Condemnation of Consumer’s Surplus
The concept of consumer’s surplus is one of the most important idea in economic theory especially in demand and welfare economics. It is a measure of the welfare that people gain from consuming goods and services. The concept of consumer’s surplus has been criticized on several grounds as follows:
The concept of consumer’s surplus is a purely imaginary idea. We just imagine what we are prepared to pay and subtract what we actually pay. It is all hypothetical. One may say that one is prepared to pay anything. Hence it is unreal.
Utility is not measurable
The concept of consumer’s surplus is based on the assumption that utility can be measured quantitatively in term of money. But utility is a subjective concept. Besides, different people are prepared to pay different amounts. It would be a hopeless task to put down how much each individual would be willing to pay. Hence the total consumer’s surplus in the market cannot be measured. Therefore, utility cannot be measured quantitatively.
Marginal utility of money not constant
The concept of consumer’s surplus supposes that the marginal utility of money remains constant throughout the process of exchange. But the marginal utility of money does not remain constant. It is pointed out that if the consumer knew that any such thing existed, he would go on buying more and more till the surplus utility he enjoyed disappeared. This is wrong. A consumer does not run after a surplus yielded by one commodity. He has to weigh the utilities of other commodities too.
Not applicable to necessaries
The concept of consumer’s surplus does not apply to necessaries of life or conventional necessaries. The price of necessaries is very low whereas utility derived from them is very high. The idea of Consumer’s Surplus does not apply to the necessaries of life or conventional necessaries. In such cases the surplus is immeasurable. Therefore, consumer’s surplus from them is infinite when a man is dying of thirst, he may be prepared to pay any amount of money for a glass of water.
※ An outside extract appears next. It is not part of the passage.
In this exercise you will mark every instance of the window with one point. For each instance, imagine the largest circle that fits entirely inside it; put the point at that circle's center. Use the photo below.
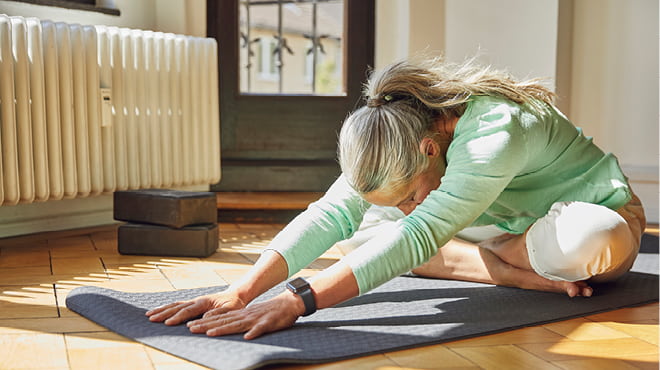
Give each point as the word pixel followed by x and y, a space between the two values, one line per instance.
pixel 284 137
Neglect complementary commodities
Marshall assumes that the utility of a commodity depends upon the supply of that commodity alone. He neglects the problem of complementary of commodities. Thus, he considers one commodity as independent of the others.
This concept assumes the absence of substitutes of the commodity from which the consumer derives the surplus because the presence of substitutes like tea and coffee would make the measurement of consumer’s surplus difficult. Another ground on which the concept has been criticized is that the complete and reliable list of demand and prices is never available to the consumer. The demand schedule according to which he regulates and decides his purchases is not necessary to come true in practice. How much the consumer would be willing to pay rather than go without the thing is something hard to answer correctly.